The voice of doubt reached a fevered pitch in his mind: I’m failing. The one, seemingly insignificant thing God gave me to do and I can’t even manage that. And where is God? I thought He was going to help me—be my strength! Maybe I didn’t hear Him right. Maybe He’s not even pleased with all my work. I only wanted to be obedient. I’m sure someone else could do a better job.
Just then, he felt a presence behind him. His Lord stood there, quietly assessing the tired man and the stone. “I’m sorry, God,” the man whispered. “I couldn’t move it even one tiny bit.”
Jesus reached out a scarred hand and tipped the man’s face up to look Him in the eyes. “What are you talking about?” He asked gently. “I never asked you to move the stone. I only asked you to push it.”
My pastor told that story in a message about finishing well. He quoted Paul in 1 Timothy 4:7, “I have fought the good fight, I have finished the race, I have kept the faith.”
My hearted perked up with his words. I’ve felt like that!

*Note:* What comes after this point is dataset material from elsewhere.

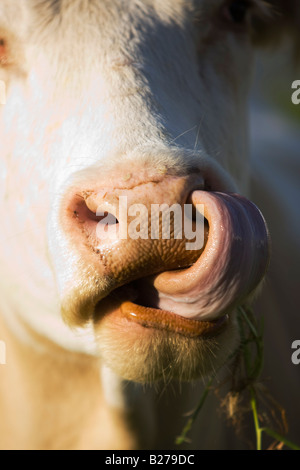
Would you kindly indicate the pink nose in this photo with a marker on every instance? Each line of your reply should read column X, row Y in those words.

For more than a decade I prayed and struggled to conquer an eating disorder. With every mistake or relapse, I felt like a failure, a worthless Christian. But, as I listened to the sermon, I felt Jesus’ presence. I turned my heart to listen.
“Daughter,” He said. “You cannot heal yourself. You assume a great burden when you expect a perfect result. You can only obey me, one day at a time. I am your healer. Can you see what good has come of your struggles? You have grown strong. You are learning to rest in me. You’ve gained some calluses and bruises, but now you are wiser too, and know me well.”
My imagination of a “perfect” recovery was just that—imagination. While full of mistakes and do-overs, I have learned much in this journey. Proverbs 24:16 “The godly may trip seven times, but they will get up again. But one disaster is enough to overthrow the wicked.”